The Columbus Dispatch, for instance, ran an editorial headlined: "Downsize Traficant; Ohio is losing a House seat; let it be his."
We'd say that depends on what the meaning of "his" is.
To be sure, Traficant was elected to represent the 17th Congressional District of Ohio. The extent to which he is representing his district today is a matter for debate, but more on that later.
But having been elected from the 17th District does not make it "his," anymore than having been elected as a Democrat necessarily makes him a Democrat. (More on that later, too.)
The stakeholders: The 17th Congressional District, comprising Mahoning, Trumbull and Columbiana counties, does not belong to Traficant. It belongs to the people of this district. And there-in lies the flaw in the Dispatch's logic.
When it says "The Ohio congressman most deserving of a career change is Youngstown Democrat James A. Traficant Jr., who was indicted on 10 charges ..." the newspaper is probably speaking the truth. But whether Traficant has to change careers will be decided by a federal judge and jury in Cleveland soon enough. It shouldn't be decided by gerrymandering politicians or holier-than-thou editorialists in Columbus.
The 17th District has a geographic and economic identity that is far more important than the individual who happens to be representing it at any given time. The Mahoning Valley, and the problems that face the Valley, as well as the potential solutions for its problems, are best addressed by one representative.

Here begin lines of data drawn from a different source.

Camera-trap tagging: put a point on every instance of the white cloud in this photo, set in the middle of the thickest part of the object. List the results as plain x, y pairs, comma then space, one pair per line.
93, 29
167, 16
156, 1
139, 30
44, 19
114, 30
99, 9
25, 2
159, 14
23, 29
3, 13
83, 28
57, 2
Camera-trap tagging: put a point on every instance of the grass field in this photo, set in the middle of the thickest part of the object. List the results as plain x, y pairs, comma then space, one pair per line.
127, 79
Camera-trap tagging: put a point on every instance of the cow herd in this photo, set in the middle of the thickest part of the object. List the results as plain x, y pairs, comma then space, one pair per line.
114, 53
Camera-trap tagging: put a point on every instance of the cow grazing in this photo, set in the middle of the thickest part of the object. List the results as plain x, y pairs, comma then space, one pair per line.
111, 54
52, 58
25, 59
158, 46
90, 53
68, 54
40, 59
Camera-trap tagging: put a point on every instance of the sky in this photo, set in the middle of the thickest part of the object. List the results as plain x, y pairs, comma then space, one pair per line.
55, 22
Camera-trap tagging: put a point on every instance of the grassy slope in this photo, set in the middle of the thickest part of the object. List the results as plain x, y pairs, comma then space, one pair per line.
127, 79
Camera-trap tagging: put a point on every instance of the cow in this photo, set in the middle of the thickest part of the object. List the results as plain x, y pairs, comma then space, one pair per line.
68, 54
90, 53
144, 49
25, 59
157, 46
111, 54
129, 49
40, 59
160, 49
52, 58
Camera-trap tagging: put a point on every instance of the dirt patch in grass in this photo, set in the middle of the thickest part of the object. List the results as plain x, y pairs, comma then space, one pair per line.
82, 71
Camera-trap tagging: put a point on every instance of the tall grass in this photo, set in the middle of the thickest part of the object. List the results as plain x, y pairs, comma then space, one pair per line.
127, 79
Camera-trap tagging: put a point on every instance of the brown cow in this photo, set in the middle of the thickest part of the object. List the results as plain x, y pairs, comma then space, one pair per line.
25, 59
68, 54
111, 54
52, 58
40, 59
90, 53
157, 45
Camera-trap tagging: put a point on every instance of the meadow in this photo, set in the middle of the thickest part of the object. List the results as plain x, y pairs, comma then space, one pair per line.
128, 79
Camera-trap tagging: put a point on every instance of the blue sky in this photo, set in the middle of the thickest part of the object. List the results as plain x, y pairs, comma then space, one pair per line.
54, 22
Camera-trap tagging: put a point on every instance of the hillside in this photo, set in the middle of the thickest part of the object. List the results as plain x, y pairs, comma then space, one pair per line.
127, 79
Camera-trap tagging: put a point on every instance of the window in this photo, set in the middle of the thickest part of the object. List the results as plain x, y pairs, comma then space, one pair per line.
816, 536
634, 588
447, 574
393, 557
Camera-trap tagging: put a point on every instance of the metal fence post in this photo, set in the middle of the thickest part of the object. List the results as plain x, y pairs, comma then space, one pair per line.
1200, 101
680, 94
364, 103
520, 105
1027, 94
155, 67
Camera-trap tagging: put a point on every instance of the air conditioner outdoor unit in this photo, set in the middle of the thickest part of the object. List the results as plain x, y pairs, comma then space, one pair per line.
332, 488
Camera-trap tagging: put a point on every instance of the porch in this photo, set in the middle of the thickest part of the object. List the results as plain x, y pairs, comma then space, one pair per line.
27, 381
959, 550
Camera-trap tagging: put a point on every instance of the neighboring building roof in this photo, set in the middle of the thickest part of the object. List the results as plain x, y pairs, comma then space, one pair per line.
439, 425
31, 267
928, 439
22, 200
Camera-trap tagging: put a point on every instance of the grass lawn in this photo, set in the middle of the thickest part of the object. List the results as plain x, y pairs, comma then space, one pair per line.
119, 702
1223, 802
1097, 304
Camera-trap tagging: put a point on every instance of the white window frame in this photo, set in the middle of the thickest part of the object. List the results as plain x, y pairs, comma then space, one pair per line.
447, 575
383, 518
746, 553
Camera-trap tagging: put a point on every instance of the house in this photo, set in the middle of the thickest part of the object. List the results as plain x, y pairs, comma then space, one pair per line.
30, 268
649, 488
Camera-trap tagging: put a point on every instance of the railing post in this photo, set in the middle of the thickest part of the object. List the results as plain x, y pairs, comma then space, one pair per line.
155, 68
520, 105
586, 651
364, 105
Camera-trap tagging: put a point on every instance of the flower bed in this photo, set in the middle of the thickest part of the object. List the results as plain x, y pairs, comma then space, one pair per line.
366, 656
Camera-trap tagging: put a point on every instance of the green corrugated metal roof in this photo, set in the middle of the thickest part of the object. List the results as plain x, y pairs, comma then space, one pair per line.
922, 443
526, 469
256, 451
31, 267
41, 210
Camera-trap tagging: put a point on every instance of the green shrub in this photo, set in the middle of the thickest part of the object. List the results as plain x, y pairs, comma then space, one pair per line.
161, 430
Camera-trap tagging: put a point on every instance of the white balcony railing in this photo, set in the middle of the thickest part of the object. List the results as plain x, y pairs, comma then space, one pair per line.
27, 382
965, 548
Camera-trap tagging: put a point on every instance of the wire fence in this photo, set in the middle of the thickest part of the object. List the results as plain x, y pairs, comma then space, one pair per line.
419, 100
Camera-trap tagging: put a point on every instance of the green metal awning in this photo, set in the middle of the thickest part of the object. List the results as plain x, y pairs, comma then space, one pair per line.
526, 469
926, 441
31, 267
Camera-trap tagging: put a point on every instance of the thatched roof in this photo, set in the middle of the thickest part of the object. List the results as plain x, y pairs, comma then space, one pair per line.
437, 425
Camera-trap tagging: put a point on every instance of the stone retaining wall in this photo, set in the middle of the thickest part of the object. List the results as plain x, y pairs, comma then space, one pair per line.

Who gets hurt? Pulling Mahoning County out of the district so that it could be represented by a politician from Canton or Akron would not teach Traficant a lesson. It would deprive the 17th District of its identity and its residents of any chance of true representation.
These days, the 17th District is getting sub-par representation. Traficant is operating under a cloud. The likelihood of his bringing new money to the Valley any time soon is slim. House Minority Leader Richard A. Gephardt, D-Mo., says Traficant is an independent, not a Democrat. House Majority Leader Dick Armey, R-Texas, says this isn't time for Traficant to declare himself a Republican.
He is a man without a party, a congressman without a committee and a politician who just last week saw officials of his strongest constituency, organized labor, call for him to resign.
None of this bodes well for Traficant. But whatever his sins may be -- and there is reason to believe they are considerable -- that is no reason for people in Columbus who have the responsibility for redistricting the state of Ohio based on 2000 census figures to target the Mahoning Valley and the 17th District.
Setting precedent: Traficant is not the first Ohio congressman to be indicted, and if he is found guilty, he won't be the first to be convicted. We don't recall the legal troubles of any other representative being used as an excuse to disenfranchise his or her constituents. There's no reason to set a precedent with the Mahoning Valley.
There are many ways to redistrict Ohio to eliminate a district without chopping up the 17th District, which has boundaries that make geographic and political sense. The district should get the respect it -- if not its present representative -- deserves.